Mental health professional screening jail inmates


    Mental health is a major problem across the United States. Even so, many mental health hospitals have closed.

    Some in law enforcement say because of that, they're seeing a lot more inmates with mental health needs in jails.

    The Cherokee County Sheriff's Office is among a handful of agencies who received funding for a mental health professional. It's helping them connect inmates with the help they need.

    Sam Griggs is a case manager at the Cherokee County Detention Center. His job is to screen every person for mental illness.

    “The corrections system has kind of become the de facto mental health intuition," Griggs said.

    Since he started in November, there have been 213 people to come through the jail. Sixty-one had a serious mental illness.

    One-hundred and eleven have had substance abuse issues. Thirty-eight showed signs of both.

    “That’s a pretty high number for a small county," Griggs said.

    Griggs' job doesn't stop there. He's often called out in the field with deputies.

    “I go out into the field to try to divert somebody who’s having issues, mental health issues from having to go to jail or come to the hospital," Griggs explained.

    Having a mental health professional around has been a big help to law enforcement.

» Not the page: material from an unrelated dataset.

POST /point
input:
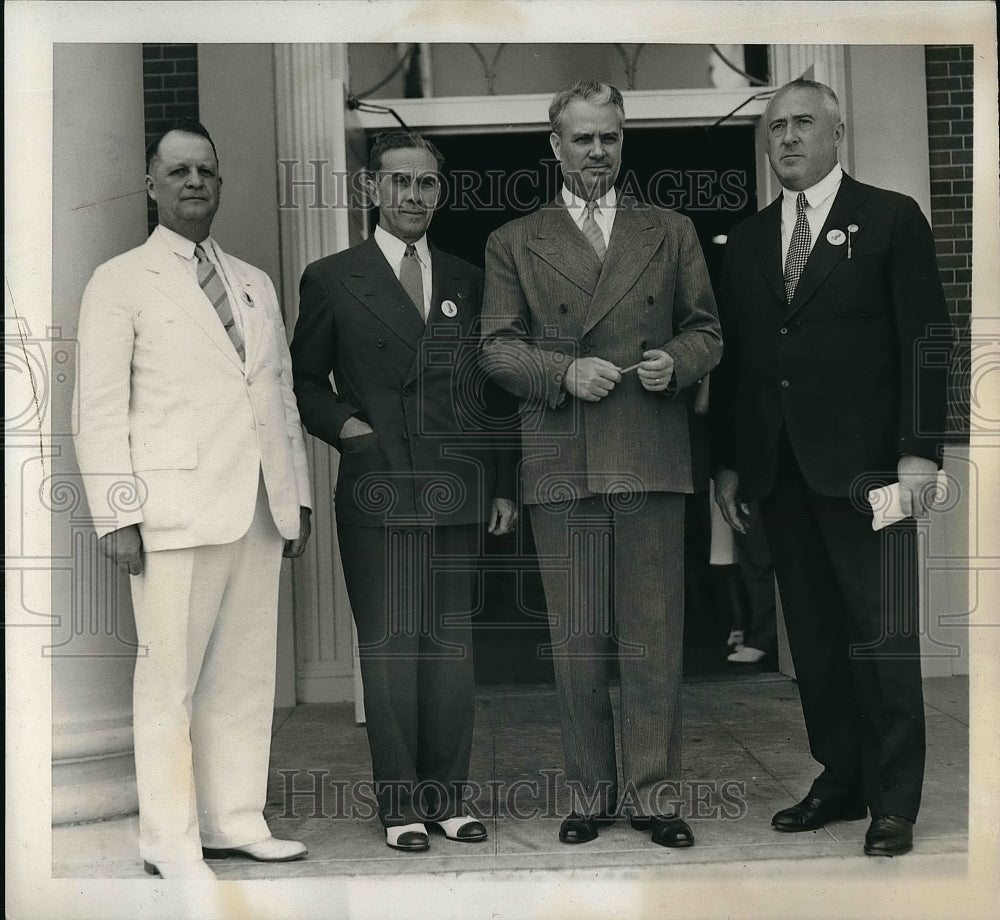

    “We really had to get them to an ER to get them evaluated, by having a mental health professional on the scene it just facilitates that a lot quicker for us," Sheriff Jeff Shaver said.

    It also helps save the county money.

    “It cost money to have people in jail and if that person can get their treatment or their medication, then that’s what we want them to get," Sheriff Shaver said.

    The Stepping Up Initiative provided the money for Griggs' position. Their goal is to reduce the number of mentally ill inmates.

    They also want to reduce chances of those people coming back to jail.